Reduced-order models for the seismic assessment of plan-irregular low-rise frame buildings

A procedure is presented for deriving low-complexity structural models to predict the global response of asymmetric-plan low-rise frame buildings for purposes of class-level assessment. As a compromise between employing a full-scale multi-degree-of-freedom structural model versus an equivalent single-degree-of-freedom one, the challenge is to create an idealized 3D structure with few degrees-of-freedom that can match the inelastic response of a building for which full knowledge of geometrical and mechanical properties is available. Such a 3D reduced-order model can offset the computational cost related to performing multiple nonlinear dynamic analyses within the framework of Performance-Based Earthquake Engineering. To this goal, rules and equations are proposed for achieving equivalence among the linear and nonlinear properties (e.g. mass, stiffness, strength) of the building analysed and the related 3D reduced-order model. The procedure is applied on a sample of 15 existing reinforced-concrete frame school buildings, from the province of Foggia in Southern Italy, for which the full numerical models are available.
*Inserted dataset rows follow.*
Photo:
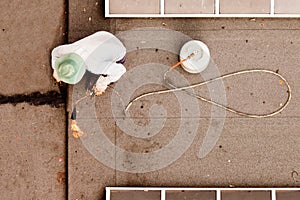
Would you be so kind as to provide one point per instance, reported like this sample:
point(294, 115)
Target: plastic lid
point(70, 68)
point(199, 61)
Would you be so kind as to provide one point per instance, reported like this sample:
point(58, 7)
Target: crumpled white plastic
point(102, 83)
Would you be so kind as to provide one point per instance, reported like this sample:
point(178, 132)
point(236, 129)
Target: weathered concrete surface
point(32, 157)
point(29, 31)
point(249, 152)
point(32, 139)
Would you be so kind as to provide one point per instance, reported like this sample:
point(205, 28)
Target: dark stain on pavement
point(61, 177)
point(52, 98)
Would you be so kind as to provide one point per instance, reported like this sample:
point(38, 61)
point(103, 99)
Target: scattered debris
point(61, 177)
point(280, 82)
point(76, 131)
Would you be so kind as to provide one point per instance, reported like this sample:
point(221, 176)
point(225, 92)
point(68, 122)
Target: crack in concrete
point(52, 98)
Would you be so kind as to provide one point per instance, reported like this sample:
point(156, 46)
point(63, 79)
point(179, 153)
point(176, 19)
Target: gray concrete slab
point(29, 31)
point(290, 7)
point(32, 157)
point(245, 6)
point(189, 7)
point(249, 152)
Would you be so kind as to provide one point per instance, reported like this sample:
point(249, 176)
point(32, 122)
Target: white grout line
point(272, 12)
point(162, 7)
point(217, 7)
point(107, 195)
point(218, 194)
point(206, 15)
point(273, 194)
point(162, 194)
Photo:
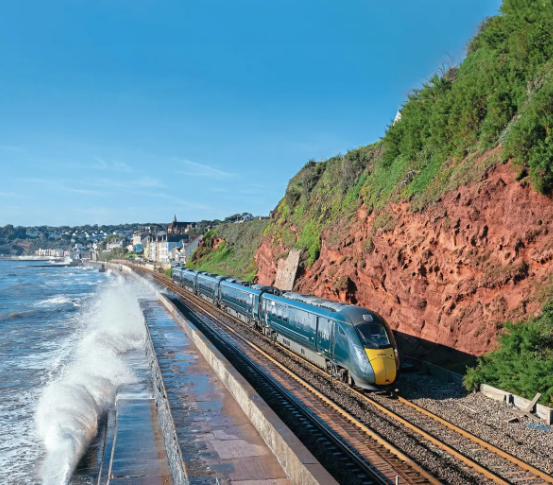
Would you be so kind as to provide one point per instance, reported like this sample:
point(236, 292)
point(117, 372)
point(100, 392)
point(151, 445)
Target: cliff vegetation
point(444, 225)
point(228, 249)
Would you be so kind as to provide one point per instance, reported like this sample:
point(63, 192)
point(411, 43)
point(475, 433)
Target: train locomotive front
point(372, 358)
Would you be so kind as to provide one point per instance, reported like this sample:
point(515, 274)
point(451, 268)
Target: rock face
point(451, 275)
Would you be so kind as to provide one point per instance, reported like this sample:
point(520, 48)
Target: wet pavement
point(139, 456)
point(217, 441)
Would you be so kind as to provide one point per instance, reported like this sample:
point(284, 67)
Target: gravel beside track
point(481, 416)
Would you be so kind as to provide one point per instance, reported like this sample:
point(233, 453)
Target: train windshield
point(373, 335)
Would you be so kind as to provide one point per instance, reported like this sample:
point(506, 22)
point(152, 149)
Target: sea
point(66, 334)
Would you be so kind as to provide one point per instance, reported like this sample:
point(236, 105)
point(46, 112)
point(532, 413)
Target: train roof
point(331, 305)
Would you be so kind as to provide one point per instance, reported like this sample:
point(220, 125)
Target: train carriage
point(351, 343)
point(240, 299)
point(188, 279)
point(207, 286)
point(177, 275)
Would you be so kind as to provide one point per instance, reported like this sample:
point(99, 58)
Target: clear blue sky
point(118, 111)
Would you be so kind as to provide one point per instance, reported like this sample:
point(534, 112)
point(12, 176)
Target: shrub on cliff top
point(505, 75)
point(523, 361)
point(233, 256)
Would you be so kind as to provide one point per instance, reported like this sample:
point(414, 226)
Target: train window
point(373, 335)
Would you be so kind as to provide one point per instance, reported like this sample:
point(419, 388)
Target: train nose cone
point(384, 365)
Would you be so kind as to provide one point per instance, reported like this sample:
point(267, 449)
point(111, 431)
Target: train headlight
point(361, 358)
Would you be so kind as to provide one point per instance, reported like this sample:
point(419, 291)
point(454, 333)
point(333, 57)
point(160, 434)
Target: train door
point(325, 337)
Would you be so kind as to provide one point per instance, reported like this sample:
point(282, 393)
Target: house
point(182, 252)
point(115, 244)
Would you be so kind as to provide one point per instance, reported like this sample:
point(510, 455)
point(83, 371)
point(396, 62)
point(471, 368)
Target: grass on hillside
point(233, 256)
point(523, 362)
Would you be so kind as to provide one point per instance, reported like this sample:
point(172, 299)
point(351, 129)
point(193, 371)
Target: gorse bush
point(470, 107)
point(502, 93)
point(523, 361)
point(233, 255)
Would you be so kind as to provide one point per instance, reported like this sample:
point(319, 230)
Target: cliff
point(444, 226)
point(452, 274)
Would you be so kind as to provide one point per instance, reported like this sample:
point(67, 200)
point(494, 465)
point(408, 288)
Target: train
point(351, 343)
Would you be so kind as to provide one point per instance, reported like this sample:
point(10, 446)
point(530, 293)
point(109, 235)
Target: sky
point(115, 111)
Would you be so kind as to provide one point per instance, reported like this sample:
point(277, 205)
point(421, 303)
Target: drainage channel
point(215, 442)
point(339, 459)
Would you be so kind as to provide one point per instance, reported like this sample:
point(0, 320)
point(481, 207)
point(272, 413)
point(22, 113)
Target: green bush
point(523, 361)
point(463, 108)
point(530, 142)
point(233, 256)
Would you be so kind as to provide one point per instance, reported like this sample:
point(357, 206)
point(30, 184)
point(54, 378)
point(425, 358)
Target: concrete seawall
point(295, 459)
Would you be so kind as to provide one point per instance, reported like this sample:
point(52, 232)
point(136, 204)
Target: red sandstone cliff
point(451, 275)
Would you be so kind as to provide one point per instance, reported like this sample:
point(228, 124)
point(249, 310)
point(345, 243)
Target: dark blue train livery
point(351, 343)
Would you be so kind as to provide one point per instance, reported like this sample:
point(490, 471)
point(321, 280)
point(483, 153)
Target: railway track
point(490, 462)
point(355, 448)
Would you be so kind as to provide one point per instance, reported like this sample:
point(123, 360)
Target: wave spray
point(69, 409)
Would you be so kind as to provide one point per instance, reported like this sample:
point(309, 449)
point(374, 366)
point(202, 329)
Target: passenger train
point(351, 343)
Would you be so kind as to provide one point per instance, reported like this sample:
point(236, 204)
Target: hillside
point(443, 226)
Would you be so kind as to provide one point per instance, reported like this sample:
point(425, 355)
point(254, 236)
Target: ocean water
point(65, 338)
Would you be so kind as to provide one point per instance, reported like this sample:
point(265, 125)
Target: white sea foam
point(56, 300)
point(69, 408)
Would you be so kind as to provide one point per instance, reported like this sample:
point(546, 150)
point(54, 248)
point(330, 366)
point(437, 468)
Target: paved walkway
point(217, 440)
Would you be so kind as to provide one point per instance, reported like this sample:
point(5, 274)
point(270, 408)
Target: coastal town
point(165, 244)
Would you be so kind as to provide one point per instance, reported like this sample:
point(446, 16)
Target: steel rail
point(423, 475)
point(436, 441)
point(467, 434)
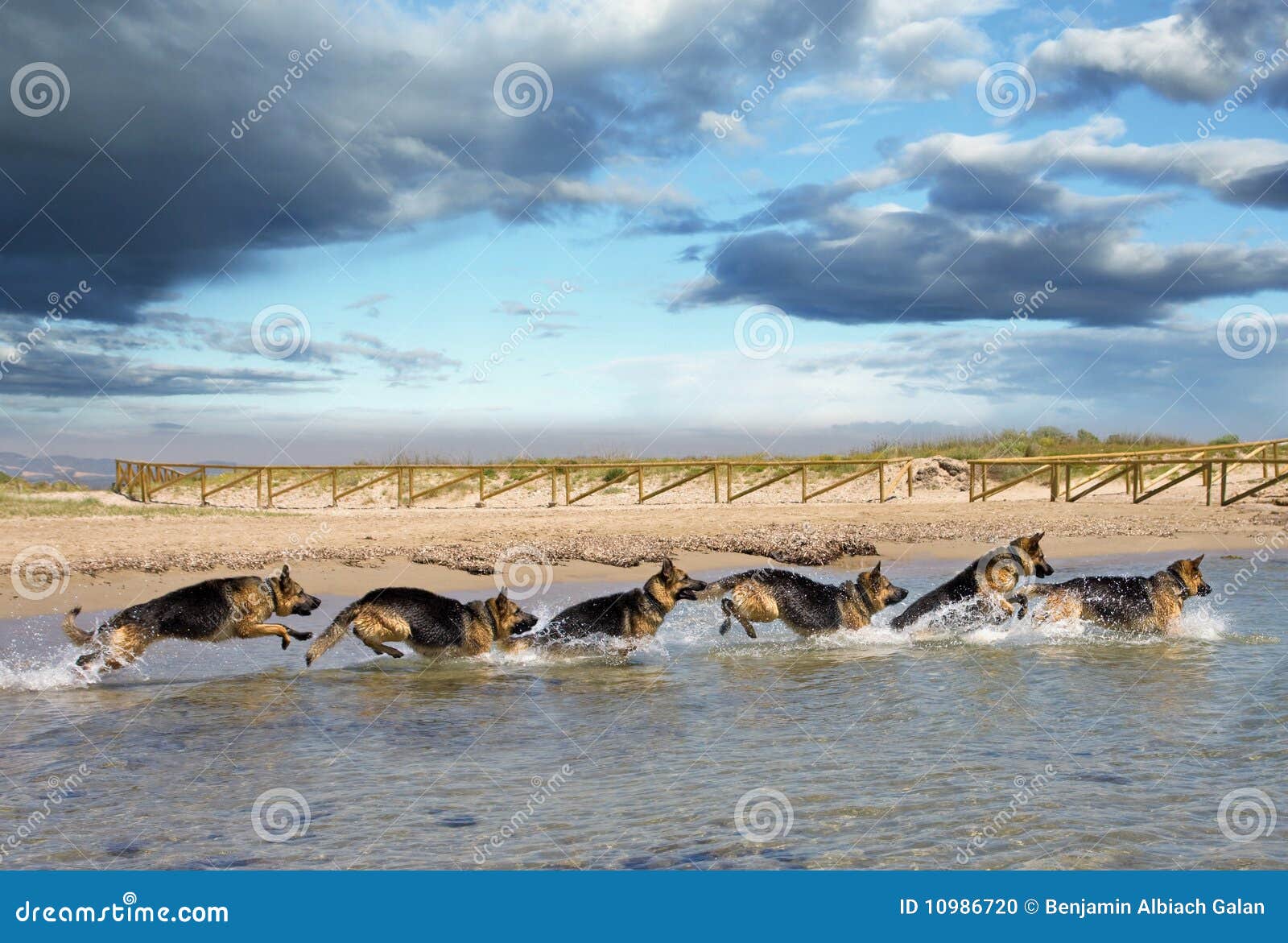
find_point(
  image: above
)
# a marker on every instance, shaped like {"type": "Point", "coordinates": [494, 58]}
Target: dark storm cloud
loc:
{"type": "Point", "coordinates": [390, 122]}
{"type": "Point", "coordinates": [1199, 53]}
{"type": "Point", "coordinates": [997, 223]}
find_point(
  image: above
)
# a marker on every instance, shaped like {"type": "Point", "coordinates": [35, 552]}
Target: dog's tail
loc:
{"type": "Point", "coordinates": [75, 633]}
{"type": "Point", "coordinates": [334, 633]}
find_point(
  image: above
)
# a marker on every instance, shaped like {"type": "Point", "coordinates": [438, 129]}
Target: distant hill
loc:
{"type": "Point", "coordinates": [89, 473]}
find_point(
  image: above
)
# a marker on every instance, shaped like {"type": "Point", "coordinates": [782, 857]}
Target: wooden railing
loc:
{"type": "Point", "coordinates": [1077, 476]}
{"type": "Point", "coordinates": [145, 479]}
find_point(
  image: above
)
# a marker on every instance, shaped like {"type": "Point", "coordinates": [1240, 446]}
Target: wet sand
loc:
{"type": "Point", "coordinates": [115, 560]}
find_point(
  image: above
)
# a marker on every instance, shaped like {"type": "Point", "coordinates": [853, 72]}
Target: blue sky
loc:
{"type": "Point", "coordinates": [876, 210]}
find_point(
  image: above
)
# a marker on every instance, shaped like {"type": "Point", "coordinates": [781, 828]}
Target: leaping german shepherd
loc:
{"type": "Point", "coordinates": [210, 611]}
{"type": "Point", "coordinates": [633, 614]}
{"type": "Point", "coordinates": [429, 622]}
{"type": "Point", "coordinates": [989, 581]}
{"type": "Point", "coordinates": [804, 605]}
{"type": "Point", "coordinates": [1126, 603]}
Both calibrated and uncalibrated reduced-order models are created, exploring the limitations of the proposed order-reduction in a real-life case study.

Automated summary

This paper presents a procedure for deriving low-complexity structural models to predict the global response of asymmetric-plan low-rise frame buildings for class-level assessment. The goal is to create an idealized 3D structure with few degrees-of-freedom that can match the inelastic response of a building, while reducing computational cost. The proposed method is applied on a sample of 15 reinforced-concrete frame school buildings, exploring the limitations of the order-reduction approach.